The book’s analysis of the role of traditional media is particularly good, though I think she falls into some reductive thinking around the role of social media, which I see as a much more positive force than she (and many others, to be fair) do. So, although at one point she allows that “Lockdowns reminded us of the importance of the local, and social media was its powerful agent,” the more common view she cites is that of social media giving “the mob a new way to shout anonymously and without fear of consequences.”

I think this speaks to a tendency many critics have to impose a hostile idea of social media on public discussion, itself part of a more general failure to recognise the way in which digitised communication has transformed not just media, but our entire understanding of work, changes that are still playing out and that I think make moot any attempt to pin down a national character, any sort of big-picture summation of who we really are or who we might become.

To make the obvious point, the movement around the March for Freedom, which Schultz rightly lauds, would not have the impact it had without social media, and the overall social analysis in the book feels like an analogue take on a digital world.

To put it another way, just as the teal candidates represent a renewed sense of community and dissatisfaction with the status quo, social media, particularly Twitter, is also indicative of a need to reconnect and find ways of managing the irreducible diversity of a contemporary nation looking to build a life in common.

We use the tools we have.

There is a trap waiting for anyone trying to summarise or encapsulate the nation, that of seeing what we want to see and ignoring the bits that don’t fit the story we want to tell, bits that might be defining for others’ experience of the nation, and I do wonder what it might even mean to talk of a country having a soul. 

In the end, though, Schultz avoids this trap, and her concluding chapter is a moving tribute to the power of diversity and to finding a place for the disparate experiences of life on this island-continent.
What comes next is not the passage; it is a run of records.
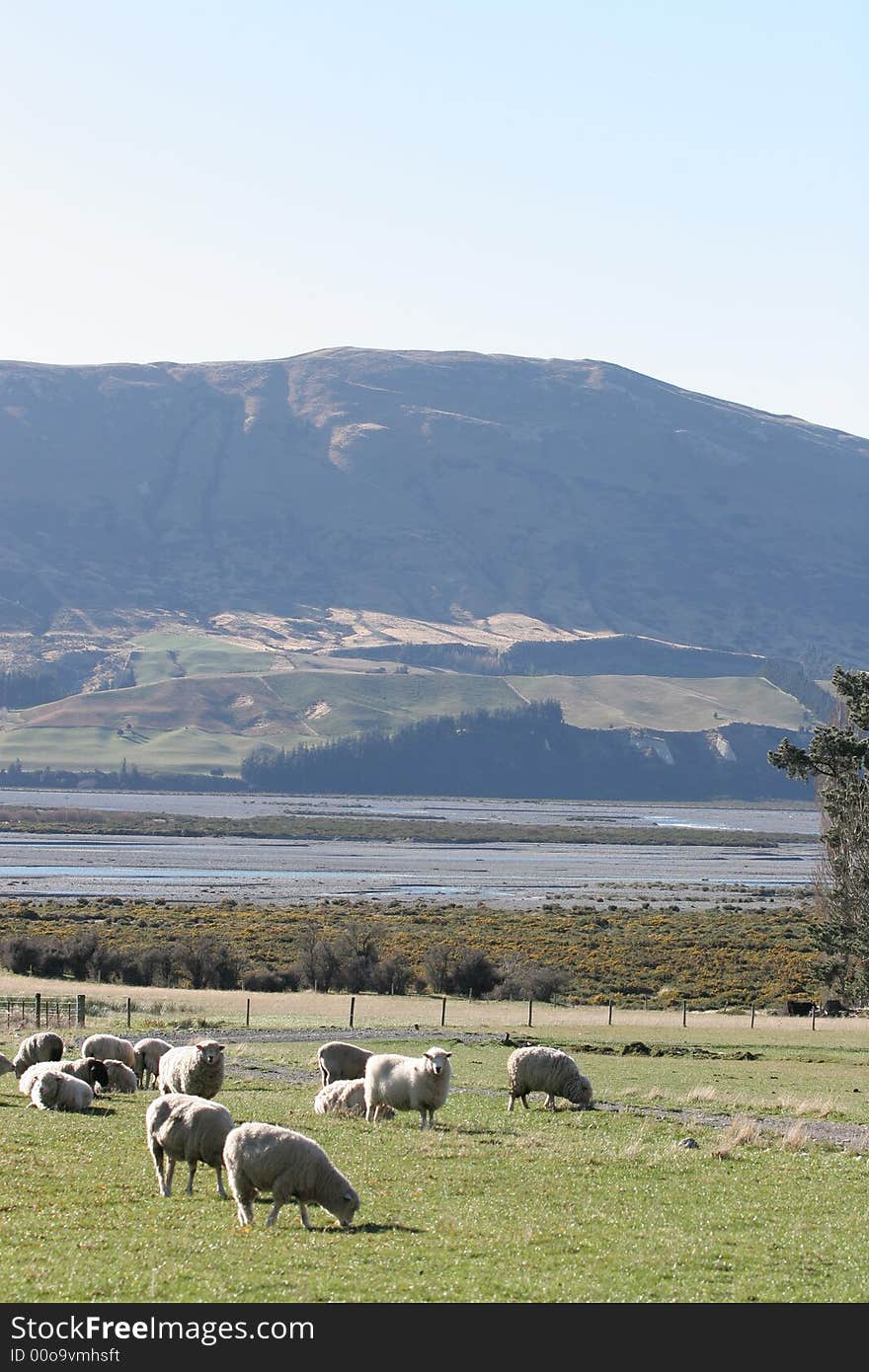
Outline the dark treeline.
[242,701,810,800]
[335,634,762,676]
[0,926,570,1000]
[0,759,247,791]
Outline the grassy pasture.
[0,1030,869,1302]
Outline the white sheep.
[507,1047,592,1111]
[156,1038,225,1101]
[103,1058,138,1095]
[314,1077,395,1119]
[18,1059,63,1097]
[57,1058,109,1091]
[13,1030,63,1079]
[31,1067,94,1111]
[133,1038,172,1088]
[81,1033,136,1072]
[317,1041,372,1087]
[145,1095,232,1200]
[224,1123,359,1229]
[365,1048,451,1129]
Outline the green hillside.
[507,676,812,731]
[0,633,810,773]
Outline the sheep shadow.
[353,1224,426,1234]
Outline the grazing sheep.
[317,1042,372,1087]
[13,1031,63,1079]
[145,1095,232,1200]
[103,1058,138,1095]
[314,1077,395,1119]
[18,1059,63,1097]
[57,1058,109,1091]
[224,1123,359,1229]
[31,1067,94,1111]
[133,1038,172,1088]
[156,1038,225,1101]
[365,1048,451,1129]
[507,1047,592,1110]
[81,1033,136,1072]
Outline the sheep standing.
[133,1038,172,1088]
[317,1041,372,1087]
[81,1033,136,1072]
[103,1058,138,1095]
[57,1058,109,1091]
[13,1030,63,1080]
[224,1123,359,1229]
[145,1095,232,1200]
[31,1069,94,1112]
[314,1077,395,1119]
[156,1038,225,1101]
[507,1047,592,1111]
[365,1048,451,1129]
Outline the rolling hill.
[0,348,869,665]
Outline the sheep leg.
[150,1139,169,1196]
[229,1172,257,1229]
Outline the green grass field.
[0,1023,869,1304]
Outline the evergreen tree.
[769,667,869,1002]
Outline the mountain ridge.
[0,348,869,662]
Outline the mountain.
[0,348,869,665]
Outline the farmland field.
[0,998,869,1304]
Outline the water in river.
[0,791,819,905]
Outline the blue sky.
[0,0,869,435]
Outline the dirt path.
[206,1028,869,1154]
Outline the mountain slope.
[0,348,869,662]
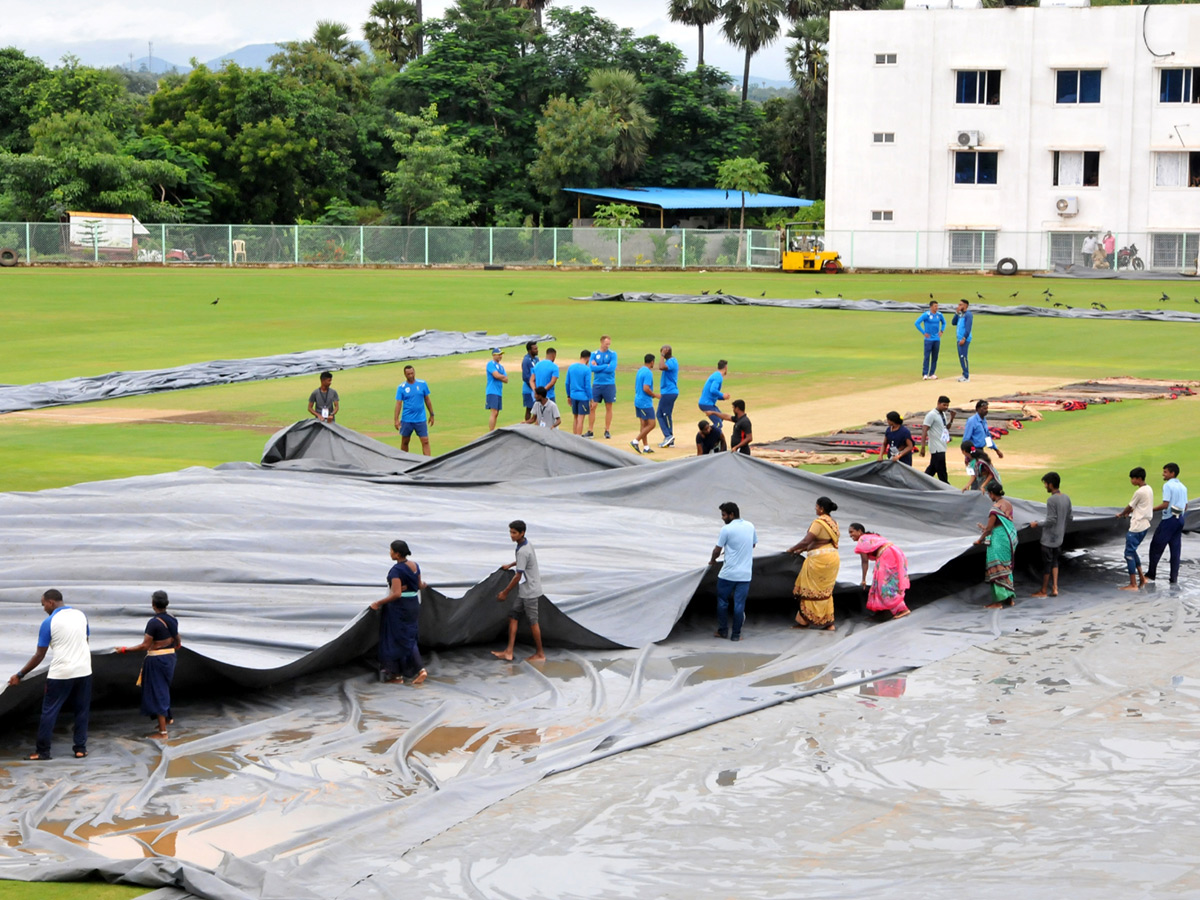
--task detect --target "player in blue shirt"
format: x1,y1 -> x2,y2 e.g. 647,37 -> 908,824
629,353 -> 659,454
658,343 -> 679,446
484,347 -> 509,431
583,335 -> 617,438
392,366 -> 433,456
566,350 -> 592,434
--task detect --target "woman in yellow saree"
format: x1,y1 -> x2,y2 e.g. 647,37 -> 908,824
788,497 -> 841,631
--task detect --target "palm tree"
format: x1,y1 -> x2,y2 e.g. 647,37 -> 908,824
721,0 -> 785,103
362,0 -> 418,66
588,68 -> 659,180
667,0 -> 721,68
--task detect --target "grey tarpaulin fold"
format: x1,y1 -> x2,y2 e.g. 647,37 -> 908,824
571,292 -> 1200,322
0,330 -> 553,413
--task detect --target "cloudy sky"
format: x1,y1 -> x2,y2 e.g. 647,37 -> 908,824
0,0 -> 787,79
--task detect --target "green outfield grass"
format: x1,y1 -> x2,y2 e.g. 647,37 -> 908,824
0,269 -> 1200,504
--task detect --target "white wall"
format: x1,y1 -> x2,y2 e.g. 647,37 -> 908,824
826,5 -> 1200,268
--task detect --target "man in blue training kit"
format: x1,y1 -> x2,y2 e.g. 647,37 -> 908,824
656,343 -> 679,446
392,366 -> 433,456
914,300 -> 946,382
583,335 -> 617,438
950,300 -> 974,382
566,350 -> 592,434
708,503 -> 758,641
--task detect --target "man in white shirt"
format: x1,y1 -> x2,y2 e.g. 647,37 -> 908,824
1117,466 -> 1154,590
8,588 -> 91,760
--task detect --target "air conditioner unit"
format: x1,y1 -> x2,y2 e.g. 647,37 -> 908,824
1054,197 -> 1079,216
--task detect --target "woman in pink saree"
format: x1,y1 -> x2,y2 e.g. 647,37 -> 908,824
850,522 -> 910,619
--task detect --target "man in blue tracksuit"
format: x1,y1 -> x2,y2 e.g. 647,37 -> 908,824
950,300 -> 974,382
914,300 -> 946,382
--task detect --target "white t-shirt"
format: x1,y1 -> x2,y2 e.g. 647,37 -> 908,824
37,606 -> 91,679
1129,485 -> 1154,533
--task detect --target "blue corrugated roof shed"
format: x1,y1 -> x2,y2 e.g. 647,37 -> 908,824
563,187 -> 812,209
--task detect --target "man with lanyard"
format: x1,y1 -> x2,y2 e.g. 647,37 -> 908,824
583,335 -> 617,439
920,395 -> 954,485
392,366 -> 433,456
566,350 -> 592,434
656,343 -> 679,448
962,400 -> 1004,460
950,300 -> 974,382
1146,462 -> 1188,584
8,588 -> 91,760
484,347 -> 509,431
914,300 -> 946,382
521,341 -> 538,422
308,372 -> 340,422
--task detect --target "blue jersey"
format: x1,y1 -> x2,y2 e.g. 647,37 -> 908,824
588,350 -> 617,385
485,360 -> 508,397
634,366 -> 654,409
700,371 -> 725,407
659,356 -> 679,394
396,378 -> 430,422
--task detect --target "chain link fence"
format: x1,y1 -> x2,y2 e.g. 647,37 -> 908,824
0,222 -> 1200,274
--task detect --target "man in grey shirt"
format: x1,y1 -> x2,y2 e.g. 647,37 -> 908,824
1030,472 -> 1070,596
492,520 -> 546,662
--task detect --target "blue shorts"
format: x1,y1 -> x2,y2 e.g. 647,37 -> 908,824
592,384 -> 617,403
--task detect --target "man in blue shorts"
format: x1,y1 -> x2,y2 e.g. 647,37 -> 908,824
566,350 -> 592,434
533,347 -> 558,400
700,360 -> 732,436
392,366 -> 433,456
484,347 -> 509,431
583,335 -> 617,438
658,343 -> 679,446
629,353 -> 659,454
521,341 -> 538,422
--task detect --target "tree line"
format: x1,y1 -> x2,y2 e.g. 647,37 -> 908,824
0,0 -> 878,226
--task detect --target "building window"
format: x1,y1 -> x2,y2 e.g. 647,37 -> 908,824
954,150 -> 1000,185
1054,150 -> 1100,187
954,68 -> 1000,107
1154,150 -> 1200,187
1055,68 -> 1100,103
1158,68 -> 1200,103
1150,232 -> 1200,269
950,232 -> 996,269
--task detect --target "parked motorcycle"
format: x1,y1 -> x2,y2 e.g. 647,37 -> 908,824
1117,244 -> 1146,272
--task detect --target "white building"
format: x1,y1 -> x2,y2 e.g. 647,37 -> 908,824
826,0 -> 1200,271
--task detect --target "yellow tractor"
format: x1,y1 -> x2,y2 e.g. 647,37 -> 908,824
779,222 -> 846,275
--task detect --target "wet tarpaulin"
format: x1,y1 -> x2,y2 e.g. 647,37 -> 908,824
0,330 -> 553,413
571,292 -> 1200,322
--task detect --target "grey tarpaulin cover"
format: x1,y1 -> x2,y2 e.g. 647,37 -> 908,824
0,330 -> 552,413
0,426 -> 1193,900
571,292 -> 1200,322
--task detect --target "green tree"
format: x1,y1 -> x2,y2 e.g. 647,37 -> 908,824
588,68 -> 658,181
721,0 -> 785,103
716,156 -> 770,232
386,106 -> 479,226
667,0 -> 721,68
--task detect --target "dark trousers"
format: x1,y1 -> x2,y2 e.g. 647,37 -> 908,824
658,394 -> 679,440
1146,516 -> 1183,584
37,676 -> 91,760
920,337 -> 942,376
925,450 -> 950,484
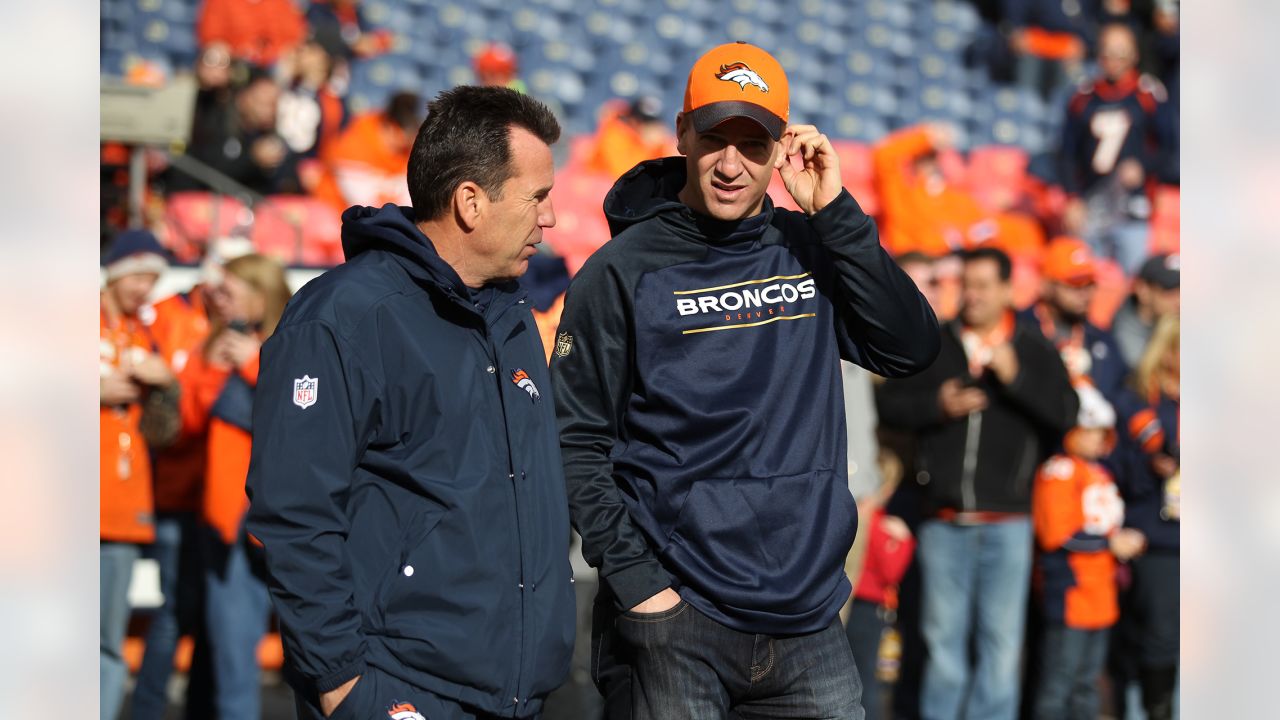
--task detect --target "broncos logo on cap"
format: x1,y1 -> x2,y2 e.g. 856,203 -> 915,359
716,63 -> 769,92
511,368 -> 541,402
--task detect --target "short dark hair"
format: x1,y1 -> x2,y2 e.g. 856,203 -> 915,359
960,247 -> 1014,282
408,85 -> 561,222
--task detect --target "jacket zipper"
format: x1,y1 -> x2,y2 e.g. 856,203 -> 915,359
960,410 -> 982,511
484,324 -> 532,711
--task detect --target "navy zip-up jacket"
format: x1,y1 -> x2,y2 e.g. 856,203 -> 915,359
552,158 -> 938,634
247,205 -> 575,717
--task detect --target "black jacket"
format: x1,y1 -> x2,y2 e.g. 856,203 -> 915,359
877,320 -> 1080,512
248,205 -> 575,717
552,158 -> 938,634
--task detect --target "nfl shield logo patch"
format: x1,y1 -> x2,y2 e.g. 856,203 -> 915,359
556,332 -> 573,357
293,375 -> 320,410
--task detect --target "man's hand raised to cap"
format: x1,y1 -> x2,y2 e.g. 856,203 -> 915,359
773,126 -> 842,215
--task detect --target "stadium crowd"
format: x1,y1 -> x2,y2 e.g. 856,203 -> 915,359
100,0 -> 1180,720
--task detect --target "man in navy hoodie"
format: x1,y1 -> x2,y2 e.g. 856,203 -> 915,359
552,44 -> 938,720
247,87 -> 573,720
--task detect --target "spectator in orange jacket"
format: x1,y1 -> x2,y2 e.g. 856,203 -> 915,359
182,255 -> 291,720
131,278 -> 209,720
99,229 -> 173,716
873,124 -> 987,258
845,470 -> 915,720
1032,384 -> 1147,720
586,95 -> 676,179
315,92 -> 424,210
873,123 -> 1044,258
196,0 -> 306,67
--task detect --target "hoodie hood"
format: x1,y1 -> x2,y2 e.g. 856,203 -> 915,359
342,202 -> 524,311
604,156 -> 773,241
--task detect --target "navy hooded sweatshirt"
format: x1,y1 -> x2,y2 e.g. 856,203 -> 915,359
552,158 -> 938,634
247,205 -> 575,717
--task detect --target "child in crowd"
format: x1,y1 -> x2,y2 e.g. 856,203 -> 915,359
1032,384 -> 1147,720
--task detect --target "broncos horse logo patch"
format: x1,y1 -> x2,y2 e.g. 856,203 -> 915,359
387,701 -> 426,720
716,63 -> 769,92
511,368 -> 543,402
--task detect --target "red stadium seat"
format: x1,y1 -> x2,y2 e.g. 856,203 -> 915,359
165,191 -> 253,263
250,195 -> 343,266
1149,184 -> 1181,255
829,140 -> 879,215
968,145 -> 1028,210
545,164 -> 613,275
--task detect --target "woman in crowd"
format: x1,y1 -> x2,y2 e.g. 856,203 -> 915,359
182,255 -> 291,720
1114,315 -> 1181,720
What emerges, I think, is a vision, not of a single soul, but of many souls together.

She doesn’t directly say it, but if you want a three-step plan for how to proceed, it would look something like this: a republic grounded in recognition of First Peoples; a parliament that overcomes the power of the major parties and looks more like the diverse nation it represents; a media freed from the corrosive influence of moguls and managers who wield their soft power in the name of the few and not the many.

If we cut each of these guy ropes that hold us down, the better souls of our nation might finally rise.